Quelques heures plus tard, la nuit couvre la montagne, effaçant même la vallée. Le jeune homme « aquatique » est allongé sur le dos sur un grand rocher plat. Il regarde les étoiles, le ciel extrêmement brillant concurrencé par aucune pollution lumineuse. Son regard s’y perd, glissant sur les constellations. Il est maintenant recouvert d’une combinaison moulante très fine rayée de larges bandes horizontales noires et blanches parfaitement régulières.
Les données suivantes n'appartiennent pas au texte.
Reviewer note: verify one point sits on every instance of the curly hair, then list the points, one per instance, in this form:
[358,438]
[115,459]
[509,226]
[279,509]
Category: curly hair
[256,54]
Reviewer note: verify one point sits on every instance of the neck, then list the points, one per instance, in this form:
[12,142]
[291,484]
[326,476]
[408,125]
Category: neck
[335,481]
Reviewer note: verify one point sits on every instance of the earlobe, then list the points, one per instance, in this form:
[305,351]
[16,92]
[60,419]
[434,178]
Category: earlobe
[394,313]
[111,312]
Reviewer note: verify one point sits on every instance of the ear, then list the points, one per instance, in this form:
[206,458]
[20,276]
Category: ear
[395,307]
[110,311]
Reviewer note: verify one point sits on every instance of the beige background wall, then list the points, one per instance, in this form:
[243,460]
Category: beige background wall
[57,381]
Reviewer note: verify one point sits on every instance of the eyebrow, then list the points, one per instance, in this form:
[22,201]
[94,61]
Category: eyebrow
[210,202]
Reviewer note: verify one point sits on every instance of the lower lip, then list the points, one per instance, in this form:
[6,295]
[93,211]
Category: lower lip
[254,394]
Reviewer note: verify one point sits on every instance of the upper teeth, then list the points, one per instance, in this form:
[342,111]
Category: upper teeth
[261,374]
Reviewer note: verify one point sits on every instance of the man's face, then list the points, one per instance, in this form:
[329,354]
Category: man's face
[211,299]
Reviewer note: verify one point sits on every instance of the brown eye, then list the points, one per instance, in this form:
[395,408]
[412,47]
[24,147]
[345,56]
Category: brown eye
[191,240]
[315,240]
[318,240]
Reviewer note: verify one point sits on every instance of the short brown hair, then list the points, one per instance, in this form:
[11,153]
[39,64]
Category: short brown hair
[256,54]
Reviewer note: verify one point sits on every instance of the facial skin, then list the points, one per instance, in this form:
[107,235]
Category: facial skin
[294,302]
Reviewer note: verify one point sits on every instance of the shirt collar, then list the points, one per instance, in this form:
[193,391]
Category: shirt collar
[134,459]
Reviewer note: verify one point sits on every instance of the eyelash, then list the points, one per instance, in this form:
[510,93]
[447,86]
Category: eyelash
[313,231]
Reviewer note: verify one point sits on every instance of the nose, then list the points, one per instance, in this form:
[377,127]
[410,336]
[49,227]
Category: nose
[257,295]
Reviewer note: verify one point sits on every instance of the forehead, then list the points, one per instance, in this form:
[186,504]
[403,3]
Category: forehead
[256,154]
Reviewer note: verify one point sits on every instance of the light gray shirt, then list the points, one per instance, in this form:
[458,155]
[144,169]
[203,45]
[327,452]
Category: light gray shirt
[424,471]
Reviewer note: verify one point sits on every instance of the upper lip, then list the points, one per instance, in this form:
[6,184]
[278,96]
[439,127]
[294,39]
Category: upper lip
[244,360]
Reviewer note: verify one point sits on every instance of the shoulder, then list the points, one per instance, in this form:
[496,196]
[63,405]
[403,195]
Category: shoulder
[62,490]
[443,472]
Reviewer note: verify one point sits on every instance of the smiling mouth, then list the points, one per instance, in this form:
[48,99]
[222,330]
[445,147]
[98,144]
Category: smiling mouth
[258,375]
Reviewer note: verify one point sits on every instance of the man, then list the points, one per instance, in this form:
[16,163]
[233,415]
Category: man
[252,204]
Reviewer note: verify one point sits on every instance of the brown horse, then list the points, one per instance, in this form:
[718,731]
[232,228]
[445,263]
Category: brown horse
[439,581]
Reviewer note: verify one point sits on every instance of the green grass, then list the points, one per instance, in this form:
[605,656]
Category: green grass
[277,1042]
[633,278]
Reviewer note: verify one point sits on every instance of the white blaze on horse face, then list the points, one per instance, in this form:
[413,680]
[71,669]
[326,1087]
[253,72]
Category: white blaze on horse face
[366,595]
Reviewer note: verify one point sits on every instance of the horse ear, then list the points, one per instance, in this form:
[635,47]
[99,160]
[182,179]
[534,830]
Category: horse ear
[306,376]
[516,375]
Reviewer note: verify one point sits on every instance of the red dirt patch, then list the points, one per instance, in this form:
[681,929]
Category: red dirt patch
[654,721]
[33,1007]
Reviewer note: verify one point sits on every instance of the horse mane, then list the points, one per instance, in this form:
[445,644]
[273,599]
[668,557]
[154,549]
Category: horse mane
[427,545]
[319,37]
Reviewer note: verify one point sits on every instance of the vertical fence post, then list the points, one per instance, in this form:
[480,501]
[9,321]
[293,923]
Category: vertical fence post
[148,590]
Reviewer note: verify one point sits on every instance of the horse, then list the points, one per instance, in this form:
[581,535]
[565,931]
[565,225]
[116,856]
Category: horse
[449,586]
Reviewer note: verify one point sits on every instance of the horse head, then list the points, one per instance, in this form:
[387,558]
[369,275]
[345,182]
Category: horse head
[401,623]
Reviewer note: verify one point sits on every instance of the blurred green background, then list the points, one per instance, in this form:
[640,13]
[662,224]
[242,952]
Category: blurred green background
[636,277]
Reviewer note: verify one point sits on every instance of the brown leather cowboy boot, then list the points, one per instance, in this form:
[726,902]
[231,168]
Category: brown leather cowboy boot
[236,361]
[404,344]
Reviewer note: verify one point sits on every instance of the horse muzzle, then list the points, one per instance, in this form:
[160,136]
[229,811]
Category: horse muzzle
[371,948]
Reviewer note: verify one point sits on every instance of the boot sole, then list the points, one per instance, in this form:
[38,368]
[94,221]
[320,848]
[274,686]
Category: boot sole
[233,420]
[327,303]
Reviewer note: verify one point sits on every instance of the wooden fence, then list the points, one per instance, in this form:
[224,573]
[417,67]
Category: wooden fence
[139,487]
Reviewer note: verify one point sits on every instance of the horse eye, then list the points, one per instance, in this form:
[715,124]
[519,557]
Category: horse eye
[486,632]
Perdu dans sa contemplation, il passe de la vision naturaliste à la vision informée. Le ciel pour lui se couvre d’informations. Les étoiles sont nommées, les distances et des indications standards pour les voyageurs apparaissent quand il glisse le regard sur une nouvelle zone. Il circule parmi ses contacts possibles dans cette portion de ciel, les dégage d’un clignement d’œil quand leur visage apparaît. Il respire tranquillement, mais semble un peu chagriné. Il murmure « revoir » et des images viennent se superposer au ciel nocturne. Il trie, élimine, jusqu’à trouver la trace de sa plongée de l’après-midi. Il revoit l’enregistrement de tout ce qu’il a vu jusqu’au moment de la découverte de la ruine immergée. Il fige la séquence, coupe, et en soupirant, dit « coffre ». L’image d’un coffre antique apparaît, sa porte s’ouvre en grinçant et le film glisse dedans, dans un casier nommé artefacts. À l’instant où il murmure « effacer de ma timeline », une voix résonne derrière lui : « Tu es là ? ».

Il enfonce sa tête dans ses épaules et sa tenue rayée se ternit jusqu’à s’assombrir complètement. Il ne bouge pas, retient puérilement sa respiration, tentant ainsi de se fondre dans la roche. Mais ça ne sert à rien, une jeune femme grimpe souplement sur le rocher plat. “Je sais que tu es là ! ». Elle s’approche et s’assoit à ses côtés. Son corps est aussi couvert d’une combinaison moulante, mais le motif complexe qui la parcourt est indescriptible et semble changer lentement. Elle s’allonge, garde le silence quelques secondes avant de tenter : « Tu es contrarié ? Pourquoi ? Parce que tu n’as pas trouvé une espèce nouvelle ? On ne peut pas en trouver à tous les coups ! »

— « Mais non… ça va… chut ! »
— « Quoi ? »
— « Chuuut, regarde le ciel… »
— « OK »
il lui donne une tape amicale sur la hanche : « sans la couche méta »
— « Bon… »
Un silence encore, les étoiles.
— « Tu ne veux pas qu’on rejoigne les autres ? »
— « Si… mais un petit moment s’il te plaît… »

Elle tourne sa tête vers lui, ausculte son profil, ose tendre sa main et la pose doucement sur le pubis du garçon. La combinaison de la fille s’assombrit lentement à son tour et ils se fondent tous les deux dans le noir, comme s’ils étaient absorbés par la nuit.